Mammon with a voice!! A loud voice at that. Gayle and I had to make some choices this past week, the exact nature of which is inappropriate to put here, but having heard the voice of Mammon shouting loudly, ‘Not enough!!’, we then had a choice to make which if we followed it would involve making us less capable of confronting Mammon on its terms. Choices though, when possible, need to follow convictions. So we went ahead and made the choice.

Having acted on it as we drove back home, we reflected on Jesus and his radicality.

1) Take the money and knowingly give it to a thief to look after.
2) Send out the disciples instructing them to take nothing. You won’t eat unless they feed you. And to compound things, because there are wolves out there I will send you as their food (lambs).

You just got to laugh!! Not a strategy to win the popular vote. Maybe we could write him off – after all what does a 30 year old know about such issues? The idealist will grow out of it.

In that context though… heal the sick, cast out demons, cleanse the lepers, raise the dead. Proclaim the kingdom of God has come near.

You just have to laugh. The whole situation is crazy. Yet maybe we got to laugh at ourselves when we realise how little of the Jesus message we have understood.
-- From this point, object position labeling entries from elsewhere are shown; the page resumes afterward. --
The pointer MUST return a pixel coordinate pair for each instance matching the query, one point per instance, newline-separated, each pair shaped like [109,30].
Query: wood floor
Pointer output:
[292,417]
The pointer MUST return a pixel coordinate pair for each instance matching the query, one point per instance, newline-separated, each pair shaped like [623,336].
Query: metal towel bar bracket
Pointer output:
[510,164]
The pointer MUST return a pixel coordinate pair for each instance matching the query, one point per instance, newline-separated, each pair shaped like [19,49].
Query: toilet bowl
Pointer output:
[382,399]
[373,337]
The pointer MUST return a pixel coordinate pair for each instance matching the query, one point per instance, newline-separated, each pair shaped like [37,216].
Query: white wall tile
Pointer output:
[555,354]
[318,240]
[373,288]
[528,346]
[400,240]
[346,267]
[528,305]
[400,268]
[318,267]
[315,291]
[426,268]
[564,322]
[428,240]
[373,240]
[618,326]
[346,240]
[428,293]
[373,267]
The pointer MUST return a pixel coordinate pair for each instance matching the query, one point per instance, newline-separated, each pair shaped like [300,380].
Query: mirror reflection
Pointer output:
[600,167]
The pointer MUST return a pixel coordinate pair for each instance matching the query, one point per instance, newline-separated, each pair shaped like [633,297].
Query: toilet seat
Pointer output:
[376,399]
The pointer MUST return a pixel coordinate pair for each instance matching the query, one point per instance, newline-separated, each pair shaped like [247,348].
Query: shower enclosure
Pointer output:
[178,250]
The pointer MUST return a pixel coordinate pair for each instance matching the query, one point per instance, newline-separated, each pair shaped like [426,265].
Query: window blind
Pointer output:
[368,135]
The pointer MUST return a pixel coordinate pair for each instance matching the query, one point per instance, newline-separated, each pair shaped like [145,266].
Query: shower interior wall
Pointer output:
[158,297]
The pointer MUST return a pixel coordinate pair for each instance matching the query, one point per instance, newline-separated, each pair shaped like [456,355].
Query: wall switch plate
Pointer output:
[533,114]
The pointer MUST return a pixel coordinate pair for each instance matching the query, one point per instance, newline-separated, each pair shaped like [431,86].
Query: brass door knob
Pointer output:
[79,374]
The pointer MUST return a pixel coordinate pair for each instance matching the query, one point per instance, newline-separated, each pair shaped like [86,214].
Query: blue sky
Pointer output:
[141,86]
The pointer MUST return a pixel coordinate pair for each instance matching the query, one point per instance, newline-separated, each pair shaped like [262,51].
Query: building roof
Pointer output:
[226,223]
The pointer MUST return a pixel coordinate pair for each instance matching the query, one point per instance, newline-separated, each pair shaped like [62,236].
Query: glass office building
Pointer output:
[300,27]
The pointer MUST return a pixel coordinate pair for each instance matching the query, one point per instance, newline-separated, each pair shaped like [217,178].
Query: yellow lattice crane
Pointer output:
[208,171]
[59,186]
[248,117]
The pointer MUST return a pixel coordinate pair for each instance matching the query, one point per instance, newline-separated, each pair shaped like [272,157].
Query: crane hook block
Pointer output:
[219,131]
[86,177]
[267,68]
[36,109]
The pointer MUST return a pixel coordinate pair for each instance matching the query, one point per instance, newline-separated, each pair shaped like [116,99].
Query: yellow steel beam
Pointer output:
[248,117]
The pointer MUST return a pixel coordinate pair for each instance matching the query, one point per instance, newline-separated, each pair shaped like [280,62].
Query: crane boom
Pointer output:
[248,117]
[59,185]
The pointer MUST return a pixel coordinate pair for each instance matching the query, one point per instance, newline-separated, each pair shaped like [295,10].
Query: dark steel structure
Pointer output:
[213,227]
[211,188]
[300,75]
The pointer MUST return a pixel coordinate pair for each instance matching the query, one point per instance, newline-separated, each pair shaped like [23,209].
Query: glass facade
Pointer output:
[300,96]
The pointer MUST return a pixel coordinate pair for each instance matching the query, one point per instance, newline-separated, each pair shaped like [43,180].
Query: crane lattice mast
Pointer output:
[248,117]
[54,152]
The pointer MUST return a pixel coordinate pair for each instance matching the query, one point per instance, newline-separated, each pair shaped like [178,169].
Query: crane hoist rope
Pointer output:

Although I will post this a day after the post on Mammon’s loud voice, I wrote them at the same time. If a part of the puzzle is relational, another part has to be laughter. A good healthy dose of laughing at ourselves, of the madness of taking ourselves too seriously, as if we could change the world! A healthy dose of laughter at the teachings of Jesus, so that we are a little more vulnerable to them gaining an entrance to our hearts.